2007 FAI Women's Cup final
- Event: 2007 FAI Women's Cup
| Galway Ladies League | Raheny United |
| 1 | 0 |
- Date: 14 October 2007
- Venue: Dalymount Park, Dublin
- Referee: Hilda McDermott

= 2007 FAI Women's Cup final =

The 2007 FAI Women's Cup final, known as the 2007 FAI Umbro Women's Senior Cup final for sponsorship reasons, was the final match of the 2007 FAI Women's Cup, the national association women's football cup of the Republic of Ireland. The match took place on Sunday 14 October 2007 at Dalymount Park in Dublin, between a Galway Ladies League representative team and Raheny United.

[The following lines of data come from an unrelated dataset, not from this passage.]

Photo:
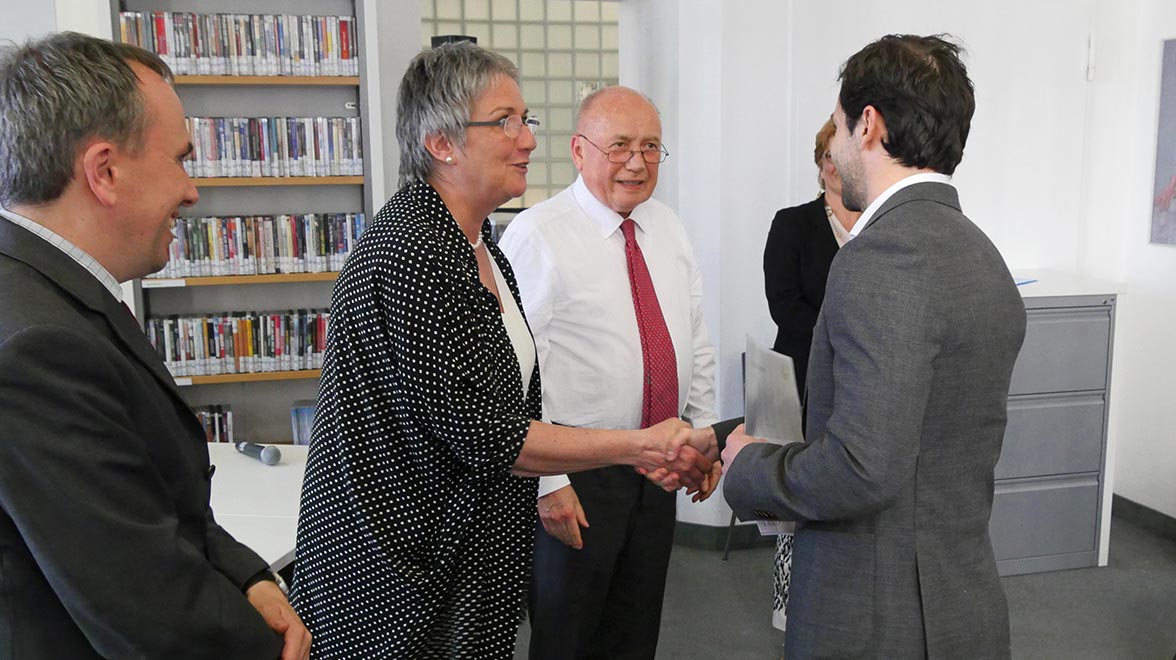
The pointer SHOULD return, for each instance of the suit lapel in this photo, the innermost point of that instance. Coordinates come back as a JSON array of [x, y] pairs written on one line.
[[79, 284], [927, 191]]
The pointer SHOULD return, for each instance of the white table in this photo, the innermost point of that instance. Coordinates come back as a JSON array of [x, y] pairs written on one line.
[[258, 504]]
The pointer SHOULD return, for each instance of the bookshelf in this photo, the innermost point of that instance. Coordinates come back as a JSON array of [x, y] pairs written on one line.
[[254, 181], [261, 377], [271, 80], [261, 401]]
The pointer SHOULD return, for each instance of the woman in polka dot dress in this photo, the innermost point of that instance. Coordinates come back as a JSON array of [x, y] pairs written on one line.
[[418, 511]]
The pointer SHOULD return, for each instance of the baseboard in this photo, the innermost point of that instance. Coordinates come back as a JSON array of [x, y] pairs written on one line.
[[708, 537], [1147, 518]]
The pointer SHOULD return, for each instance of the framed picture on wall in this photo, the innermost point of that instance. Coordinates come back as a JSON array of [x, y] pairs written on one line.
[[1163, 207]]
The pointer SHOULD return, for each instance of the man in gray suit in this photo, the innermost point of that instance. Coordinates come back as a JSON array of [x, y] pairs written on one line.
[[108, 547], [908, 381]]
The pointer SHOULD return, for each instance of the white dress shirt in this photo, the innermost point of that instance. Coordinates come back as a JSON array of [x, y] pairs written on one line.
[[73, 252], [927, 177], [568, 255]]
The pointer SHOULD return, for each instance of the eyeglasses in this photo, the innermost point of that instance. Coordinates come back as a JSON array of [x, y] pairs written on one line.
[[510, 125], [649, 153]]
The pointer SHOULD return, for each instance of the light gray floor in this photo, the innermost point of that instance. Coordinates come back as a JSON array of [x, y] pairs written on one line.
[[1126, 611]]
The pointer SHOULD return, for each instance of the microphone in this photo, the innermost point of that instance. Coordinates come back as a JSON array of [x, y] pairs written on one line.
[[265, 453]]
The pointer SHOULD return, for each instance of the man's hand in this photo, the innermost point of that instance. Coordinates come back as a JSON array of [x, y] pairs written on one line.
[[705, 441], [562, 515], [271, 602], [666, 447], [735, 444], [709, 484], [690, 471]]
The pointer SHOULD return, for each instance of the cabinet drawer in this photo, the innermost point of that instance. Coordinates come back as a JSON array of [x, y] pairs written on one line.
[[1044, 517], [1064, 351], [1053, 434]]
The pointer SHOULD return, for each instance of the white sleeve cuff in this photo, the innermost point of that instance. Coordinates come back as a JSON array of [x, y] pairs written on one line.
[[548, 485]]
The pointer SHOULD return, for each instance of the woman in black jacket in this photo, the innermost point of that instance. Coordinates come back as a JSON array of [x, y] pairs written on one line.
[[801, 246]]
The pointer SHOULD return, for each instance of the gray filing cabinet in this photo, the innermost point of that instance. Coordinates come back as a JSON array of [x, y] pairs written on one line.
[[1047, 511]]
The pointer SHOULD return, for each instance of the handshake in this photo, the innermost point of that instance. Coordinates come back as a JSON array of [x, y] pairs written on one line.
[[679, 457], [670, 454]]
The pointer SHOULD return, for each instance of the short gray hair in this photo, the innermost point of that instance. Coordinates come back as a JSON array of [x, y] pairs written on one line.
[[58, 92], [436, 95], [588, 105]]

The Galway side won the game 1–0 thanks to a Niamh Fahey penalty. Galway won the cup first time in their history, with the success in this competition helping lead to the later formation of Galway WFC in 2013.

==Background==
Both sides came in to the match with it being their first ever final. The year before in 2006, the final was another case of a league representative side defeating a Dublin team 1–0, with Mayo Ladies League defeating UCD in Richmond Park.

==Match==
===Details===
14 October 2007
Galway Ladies League 1-0 Raheny United
  Galway Ladies League: Fahey 75'

| GK | | IRL Melissa Casserly |
| DF | | IRL Theresa Fahy |
| DF | | IRL Emer Flatley |
| DF | | IRL Annette Clarke |
| DF | | IRL Niamh Fahey |
| MF | | IRL Grainne Barrett | | |
| MF | | IRL Michelle Glynn |
| MF | | IRL Méabh De Búrca |
| MF | | IRL Susie Cunningham (c) | | |
| FW | | IRL Kara Mullins |
| FW | | IRL Julie-Ann Russell |
Substitutes:
| MF | | IRL Aoife Burke | | |
| MF | | IRL Heather Duffy | | |
Manager:
IRL Stephen Lally
| GK | | IRL Niamh Reid Burke |
| DF | | IRL Wendy Stienen |
| DF | | IRL Christina Byrne |
| DF | | IRL Megan Nugent |
| DF | | IRL Sharon Boyle |
| MF | | IRL Lyndsey Hennelly |
| MF | | IRL Rachel Graham |
| MF | | IRL Kerrie Ryan | | |
| FW | | IRL Olivia O'Toole |
| FW | | IRL Noelle Murray |
| FW | | IRL Rebecca Creagh |
Substitutes:
| MF | | IRL Amy Curley | | |

==Aftermath==
Many of the players featured in the Galway Ladies League team that won the cup in 2007, went on to feature for Salthill Devon in their longing effort in the 2010 FAI Women's Cup final.